According to Danbatta, “ethical considerations must underpin our approach to AI. As we deploy AI systems, we must ensure transparency, accountability, and fairness.

“We must guard against biases, protect privacy and data security, and uphold human rights. AI should be a force for good, promoting inclusivity and leaving no one behind.”

“Collaboration and partnerships are also crucial in unlocking the potential of AI in Africa.

“We must foster collaboration among governments, regulatory bodies, academia, the private sector, and civil society. By working together, we can share knowledge, pool resources together, and leverage expertise to drive innovation and create an enabling environment for AI adoption.”

He assured Nigerians and Africans of the readiness of the NCC to fully support the adoption and deployment of AI.

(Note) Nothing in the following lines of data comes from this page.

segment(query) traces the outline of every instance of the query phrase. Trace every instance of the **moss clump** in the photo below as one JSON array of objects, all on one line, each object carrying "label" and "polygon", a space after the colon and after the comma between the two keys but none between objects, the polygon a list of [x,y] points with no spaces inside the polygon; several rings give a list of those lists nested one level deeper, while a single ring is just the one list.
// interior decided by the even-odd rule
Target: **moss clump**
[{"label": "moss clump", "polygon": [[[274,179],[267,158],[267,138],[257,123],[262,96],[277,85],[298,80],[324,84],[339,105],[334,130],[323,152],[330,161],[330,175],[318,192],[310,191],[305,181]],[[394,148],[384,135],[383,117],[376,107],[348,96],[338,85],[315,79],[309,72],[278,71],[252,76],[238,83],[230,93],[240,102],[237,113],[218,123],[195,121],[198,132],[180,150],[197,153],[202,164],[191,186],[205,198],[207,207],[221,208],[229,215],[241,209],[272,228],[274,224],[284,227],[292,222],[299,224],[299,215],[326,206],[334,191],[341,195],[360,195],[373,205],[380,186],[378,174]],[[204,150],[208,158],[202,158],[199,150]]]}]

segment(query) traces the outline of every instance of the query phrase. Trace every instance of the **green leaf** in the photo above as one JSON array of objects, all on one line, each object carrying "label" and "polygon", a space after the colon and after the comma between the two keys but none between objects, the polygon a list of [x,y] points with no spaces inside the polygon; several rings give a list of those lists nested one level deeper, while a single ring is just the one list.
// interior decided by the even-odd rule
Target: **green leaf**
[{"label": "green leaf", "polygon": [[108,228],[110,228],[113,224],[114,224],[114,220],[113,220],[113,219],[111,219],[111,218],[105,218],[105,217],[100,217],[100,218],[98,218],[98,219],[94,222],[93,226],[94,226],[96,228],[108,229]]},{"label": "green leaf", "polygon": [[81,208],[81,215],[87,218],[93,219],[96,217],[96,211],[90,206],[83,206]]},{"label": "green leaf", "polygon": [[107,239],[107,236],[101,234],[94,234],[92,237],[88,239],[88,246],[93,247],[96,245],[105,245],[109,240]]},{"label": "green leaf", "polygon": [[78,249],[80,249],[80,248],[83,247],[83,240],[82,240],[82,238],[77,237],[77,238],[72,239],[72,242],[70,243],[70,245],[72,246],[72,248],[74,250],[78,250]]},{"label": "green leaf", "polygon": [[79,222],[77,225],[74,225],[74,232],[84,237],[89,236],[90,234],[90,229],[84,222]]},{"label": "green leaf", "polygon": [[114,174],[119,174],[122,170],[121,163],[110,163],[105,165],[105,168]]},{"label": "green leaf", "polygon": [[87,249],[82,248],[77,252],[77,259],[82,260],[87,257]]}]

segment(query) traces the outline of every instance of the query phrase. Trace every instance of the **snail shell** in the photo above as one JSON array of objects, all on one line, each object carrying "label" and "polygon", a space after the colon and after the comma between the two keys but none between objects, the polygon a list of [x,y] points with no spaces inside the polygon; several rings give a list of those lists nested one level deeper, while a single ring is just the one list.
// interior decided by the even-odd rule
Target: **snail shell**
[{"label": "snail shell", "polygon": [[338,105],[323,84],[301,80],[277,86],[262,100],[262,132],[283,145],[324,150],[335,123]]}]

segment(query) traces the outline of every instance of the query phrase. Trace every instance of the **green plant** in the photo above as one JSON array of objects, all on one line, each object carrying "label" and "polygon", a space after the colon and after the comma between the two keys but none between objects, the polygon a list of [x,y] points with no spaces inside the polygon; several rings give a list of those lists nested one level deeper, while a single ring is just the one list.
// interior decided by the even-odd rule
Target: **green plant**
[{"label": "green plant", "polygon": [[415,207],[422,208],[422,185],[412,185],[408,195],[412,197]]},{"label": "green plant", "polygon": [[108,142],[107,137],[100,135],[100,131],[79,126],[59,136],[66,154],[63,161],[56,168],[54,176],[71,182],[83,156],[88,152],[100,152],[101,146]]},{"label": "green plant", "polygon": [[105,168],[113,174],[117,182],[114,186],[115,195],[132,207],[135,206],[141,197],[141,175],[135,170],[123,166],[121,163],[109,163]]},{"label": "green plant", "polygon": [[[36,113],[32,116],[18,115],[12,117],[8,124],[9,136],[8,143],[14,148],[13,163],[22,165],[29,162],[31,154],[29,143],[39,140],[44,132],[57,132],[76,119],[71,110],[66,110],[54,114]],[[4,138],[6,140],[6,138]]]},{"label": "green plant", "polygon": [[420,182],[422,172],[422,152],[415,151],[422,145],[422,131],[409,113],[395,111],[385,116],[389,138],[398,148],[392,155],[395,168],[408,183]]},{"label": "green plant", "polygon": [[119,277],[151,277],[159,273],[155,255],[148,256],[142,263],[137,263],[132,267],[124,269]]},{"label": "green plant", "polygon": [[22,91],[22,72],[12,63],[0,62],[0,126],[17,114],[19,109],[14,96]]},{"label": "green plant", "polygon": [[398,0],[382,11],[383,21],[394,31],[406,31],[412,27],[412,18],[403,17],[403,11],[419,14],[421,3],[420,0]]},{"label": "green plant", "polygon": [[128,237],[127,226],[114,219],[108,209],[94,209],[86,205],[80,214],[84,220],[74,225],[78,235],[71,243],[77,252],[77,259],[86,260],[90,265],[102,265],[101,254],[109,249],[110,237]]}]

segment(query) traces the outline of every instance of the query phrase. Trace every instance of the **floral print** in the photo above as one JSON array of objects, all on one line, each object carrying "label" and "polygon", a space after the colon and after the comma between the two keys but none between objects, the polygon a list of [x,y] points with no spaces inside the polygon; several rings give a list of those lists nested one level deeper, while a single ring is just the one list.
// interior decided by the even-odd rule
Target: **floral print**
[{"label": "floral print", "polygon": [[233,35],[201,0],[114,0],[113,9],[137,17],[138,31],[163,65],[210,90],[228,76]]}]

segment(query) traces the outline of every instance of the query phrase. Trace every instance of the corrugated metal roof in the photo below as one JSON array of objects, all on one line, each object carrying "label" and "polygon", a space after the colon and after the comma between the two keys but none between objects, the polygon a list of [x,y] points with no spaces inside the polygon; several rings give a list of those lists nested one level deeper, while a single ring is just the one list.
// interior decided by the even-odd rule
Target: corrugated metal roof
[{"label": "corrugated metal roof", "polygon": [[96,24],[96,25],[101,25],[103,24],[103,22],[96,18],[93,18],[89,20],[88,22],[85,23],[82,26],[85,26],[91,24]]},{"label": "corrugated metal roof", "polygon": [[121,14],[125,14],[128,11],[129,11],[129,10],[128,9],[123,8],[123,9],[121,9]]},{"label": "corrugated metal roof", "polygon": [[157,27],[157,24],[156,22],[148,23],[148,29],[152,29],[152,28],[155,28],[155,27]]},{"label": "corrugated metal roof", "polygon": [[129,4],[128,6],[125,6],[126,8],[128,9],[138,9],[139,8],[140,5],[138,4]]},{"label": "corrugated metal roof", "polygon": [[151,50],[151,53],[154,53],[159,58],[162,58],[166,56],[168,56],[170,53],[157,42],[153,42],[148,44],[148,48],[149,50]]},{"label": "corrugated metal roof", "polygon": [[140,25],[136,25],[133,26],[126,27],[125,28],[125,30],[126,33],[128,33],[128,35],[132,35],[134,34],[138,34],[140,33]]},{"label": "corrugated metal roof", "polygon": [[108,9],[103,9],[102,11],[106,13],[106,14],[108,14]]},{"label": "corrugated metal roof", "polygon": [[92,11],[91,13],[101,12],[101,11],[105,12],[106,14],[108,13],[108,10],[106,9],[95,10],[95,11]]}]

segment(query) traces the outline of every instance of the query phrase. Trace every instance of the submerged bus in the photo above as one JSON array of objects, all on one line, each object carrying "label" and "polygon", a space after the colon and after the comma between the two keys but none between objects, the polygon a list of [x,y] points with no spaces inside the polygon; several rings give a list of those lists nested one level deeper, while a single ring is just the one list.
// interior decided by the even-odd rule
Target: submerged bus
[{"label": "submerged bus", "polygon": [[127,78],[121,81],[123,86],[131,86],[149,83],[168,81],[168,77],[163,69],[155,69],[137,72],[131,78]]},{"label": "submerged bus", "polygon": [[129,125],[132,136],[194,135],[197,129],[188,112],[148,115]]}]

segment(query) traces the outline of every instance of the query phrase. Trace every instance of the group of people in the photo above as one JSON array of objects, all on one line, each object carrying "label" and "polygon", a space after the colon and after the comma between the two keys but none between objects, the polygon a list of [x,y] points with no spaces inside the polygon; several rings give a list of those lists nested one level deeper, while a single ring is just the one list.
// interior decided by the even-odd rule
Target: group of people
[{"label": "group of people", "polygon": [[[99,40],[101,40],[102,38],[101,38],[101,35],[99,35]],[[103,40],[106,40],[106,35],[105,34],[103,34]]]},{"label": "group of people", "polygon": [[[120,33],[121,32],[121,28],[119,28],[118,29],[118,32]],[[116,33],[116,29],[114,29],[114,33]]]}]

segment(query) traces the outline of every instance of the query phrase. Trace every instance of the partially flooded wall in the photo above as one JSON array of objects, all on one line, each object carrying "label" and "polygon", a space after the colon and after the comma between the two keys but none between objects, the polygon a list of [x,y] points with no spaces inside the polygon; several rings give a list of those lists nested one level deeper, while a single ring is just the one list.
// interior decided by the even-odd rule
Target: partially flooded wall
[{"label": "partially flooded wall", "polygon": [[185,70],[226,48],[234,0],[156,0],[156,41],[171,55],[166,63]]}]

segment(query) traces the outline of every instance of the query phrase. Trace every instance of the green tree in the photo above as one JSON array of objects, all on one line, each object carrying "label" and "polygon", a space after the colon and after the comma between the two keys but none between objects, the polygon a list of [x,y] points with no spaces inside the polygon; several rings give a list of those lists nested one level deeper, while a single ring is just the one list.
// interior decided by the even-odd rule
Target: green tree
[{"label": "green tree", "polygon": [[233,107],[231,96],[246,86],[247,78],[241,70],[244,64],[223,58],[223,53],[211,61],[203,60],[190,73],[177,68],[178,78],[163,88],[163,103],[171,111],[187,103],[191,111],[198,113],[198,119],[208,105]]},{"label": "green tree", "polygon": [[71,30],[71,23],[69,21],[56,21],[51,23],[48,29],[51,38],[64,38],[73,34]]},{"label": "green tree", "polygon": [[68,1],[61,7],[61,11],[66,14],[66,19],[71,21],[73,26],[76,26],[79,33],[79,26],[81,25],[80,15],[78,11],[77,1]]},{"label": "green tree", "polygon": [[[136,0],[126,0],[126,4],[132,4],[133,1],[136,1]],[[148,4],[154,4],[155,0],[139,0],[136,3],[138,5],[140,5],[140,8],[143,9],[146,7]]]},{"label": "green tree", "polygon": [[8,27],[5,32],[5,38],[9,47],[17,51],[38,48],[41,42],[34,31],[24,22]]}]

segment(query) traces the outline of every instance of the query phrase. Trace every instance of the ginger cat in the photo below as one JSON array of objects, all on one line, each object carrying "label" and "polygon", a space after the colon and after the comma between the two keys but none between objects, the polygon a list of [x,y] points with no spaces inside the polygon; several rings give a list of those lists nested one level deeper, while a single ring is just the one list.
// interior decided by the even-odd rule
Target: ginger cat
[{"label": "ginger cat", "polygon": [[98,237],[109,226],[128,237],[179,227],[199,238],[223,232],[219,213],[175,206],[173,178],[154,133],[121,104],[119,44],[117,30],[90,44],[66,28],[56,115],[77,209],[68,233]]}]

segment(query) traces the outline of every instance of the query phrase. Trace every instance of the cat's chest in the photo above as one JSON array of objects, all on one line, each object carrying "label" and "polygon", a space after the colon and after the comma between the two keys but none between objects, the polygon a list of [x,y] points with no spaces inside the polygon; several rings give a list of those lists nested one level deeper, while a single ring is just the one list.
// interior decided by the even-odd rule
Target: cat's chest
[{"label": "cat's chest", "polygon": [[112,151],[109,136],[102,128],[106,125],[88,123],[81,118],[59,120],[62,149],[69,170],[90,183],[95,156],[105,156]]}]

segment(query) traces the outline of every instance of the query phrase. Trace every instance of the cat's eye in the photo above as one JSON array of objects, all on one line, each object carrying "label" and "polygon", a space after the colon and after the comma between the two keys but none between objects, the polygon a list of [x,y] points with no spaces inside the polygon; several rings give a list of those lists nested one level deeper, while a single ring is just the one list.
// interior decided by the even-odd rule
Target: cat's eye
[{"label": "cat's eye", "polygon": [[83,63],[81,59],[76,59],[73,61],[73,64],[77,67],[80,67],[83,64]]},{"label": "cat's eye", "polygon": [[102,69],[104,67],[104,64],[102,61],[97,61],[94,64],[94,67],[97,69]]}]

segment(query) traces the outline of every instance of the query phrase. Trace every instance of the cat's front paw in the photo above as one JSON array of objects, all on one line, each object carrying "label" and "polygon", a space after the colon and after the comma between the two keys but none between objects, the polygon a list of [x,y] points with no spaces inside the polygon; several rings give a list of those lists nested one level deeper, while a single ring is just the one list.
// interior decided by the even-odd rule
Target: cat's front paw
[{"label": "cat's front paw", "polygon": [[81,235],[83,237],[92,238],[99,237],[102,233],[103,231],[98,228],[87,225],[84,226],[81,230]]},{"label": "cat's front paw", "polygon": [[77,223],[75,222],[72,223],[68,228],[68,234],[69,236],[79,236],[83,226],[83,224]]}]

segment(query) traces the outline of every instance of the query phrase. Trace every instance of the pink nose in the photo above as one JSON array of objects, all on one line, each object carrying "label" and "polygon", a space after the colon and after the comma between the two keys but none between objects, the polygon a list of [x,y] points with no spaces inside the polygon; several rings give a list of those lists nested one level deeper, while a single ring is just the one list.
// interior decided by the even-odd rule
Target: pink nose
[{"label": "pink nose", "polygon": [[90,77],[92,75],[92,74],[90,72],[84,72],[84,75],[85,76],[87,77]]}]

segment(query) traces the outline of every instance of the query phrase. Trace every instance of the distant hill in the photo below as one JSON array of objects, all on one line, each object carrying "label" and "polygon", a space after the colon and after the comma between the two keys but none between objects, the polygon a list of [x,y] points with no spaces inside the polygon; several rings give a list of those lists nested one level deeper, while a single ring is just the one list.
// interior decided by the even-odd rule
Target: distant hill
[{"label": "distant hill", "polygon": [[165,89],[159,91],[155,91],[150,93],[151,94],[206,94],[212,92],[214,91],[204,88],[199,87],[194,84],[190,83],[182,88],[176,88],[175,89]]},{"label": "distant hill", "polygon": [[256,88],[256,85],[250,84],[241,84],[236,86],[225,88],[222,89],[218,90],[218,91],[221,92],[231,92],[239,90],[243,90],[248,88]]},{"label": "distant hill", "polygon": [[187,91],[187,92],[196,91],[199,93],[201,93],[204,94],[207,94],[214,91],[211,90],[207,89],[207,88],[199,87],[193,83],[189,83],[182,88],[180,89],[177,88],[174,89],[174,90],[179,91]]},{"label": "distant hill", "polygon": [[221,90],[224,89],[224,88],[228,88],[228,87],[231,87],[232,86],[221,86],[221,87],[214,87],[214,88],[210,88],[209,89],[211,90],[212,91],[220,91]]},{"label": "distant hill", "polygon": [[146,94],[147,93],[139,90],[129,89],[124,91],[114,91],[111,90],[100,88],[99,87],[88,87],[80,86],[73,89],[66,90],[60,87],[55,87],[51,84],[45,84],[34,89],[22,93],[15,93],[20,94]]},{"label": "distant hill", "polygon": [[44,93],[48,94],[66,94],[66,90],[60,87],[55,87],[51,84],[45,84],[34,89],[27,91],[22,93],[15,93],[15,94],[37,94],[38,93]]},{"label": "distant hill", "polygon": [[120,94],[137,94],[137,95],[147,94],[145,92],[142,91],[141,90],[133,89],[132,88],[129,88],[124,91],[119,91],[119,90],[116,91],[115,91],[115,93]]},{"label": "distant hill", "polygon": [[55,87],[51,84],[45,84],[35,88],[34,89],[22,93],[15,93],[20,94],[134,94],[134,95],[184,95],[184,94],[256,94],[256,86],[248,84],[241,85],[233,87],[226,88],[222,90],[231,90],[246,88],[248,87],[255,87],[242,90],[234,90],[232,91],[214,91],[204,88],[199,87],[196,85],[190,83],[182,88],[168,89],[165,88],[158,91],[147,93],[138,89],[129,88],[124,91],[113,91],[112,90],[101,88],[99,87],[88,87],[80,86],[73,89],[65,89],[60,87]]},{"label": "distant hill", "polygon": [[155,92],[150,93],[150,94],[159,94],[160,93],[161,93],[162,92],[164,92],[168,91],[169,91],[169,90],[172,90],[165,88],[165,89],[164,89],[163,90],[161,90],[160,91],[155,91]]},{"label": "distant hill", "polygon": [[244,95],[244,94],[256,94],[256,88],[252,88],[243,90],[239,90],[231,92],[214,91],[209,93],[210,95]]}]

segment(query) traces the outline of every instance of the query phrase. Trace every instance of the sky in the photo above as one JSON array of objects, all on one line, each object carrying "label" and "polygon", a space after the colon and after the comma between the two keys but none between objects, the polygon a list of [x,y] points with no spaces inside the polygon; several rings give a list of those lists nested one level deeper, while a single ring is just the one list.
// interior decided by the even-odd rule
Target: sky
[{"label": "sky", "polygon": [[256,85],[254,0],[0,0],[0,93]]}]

“The Nigerian Communications Commission is fully committed to supporting the development and deployment of AI technologies in Nigeria and across the continent.

“We are working to create an enabling regulatory framework that promotes innovation while safeguarding the interests of consumers and citizens.” He added

“We are also collaborating with stakeholders to establish AI research and development centres, incubation hubs, and startup ecosystems to nurture homegrown AI talent,” he stresses

Chairman, Digital Africa, Dr. Evans Woherem, in his speech said that Africa once led the rest of the world and can still bridge the gap between her and the rest of the world with regards to technology and development.

Woherem stated that there was a time Africa was leading the whole world with regard to technology, but after some years, as a result of so many things that happened to her, including slavery, colonialism and has been unfortunate to have had some series of leaders that did not see the urgency in regards to development.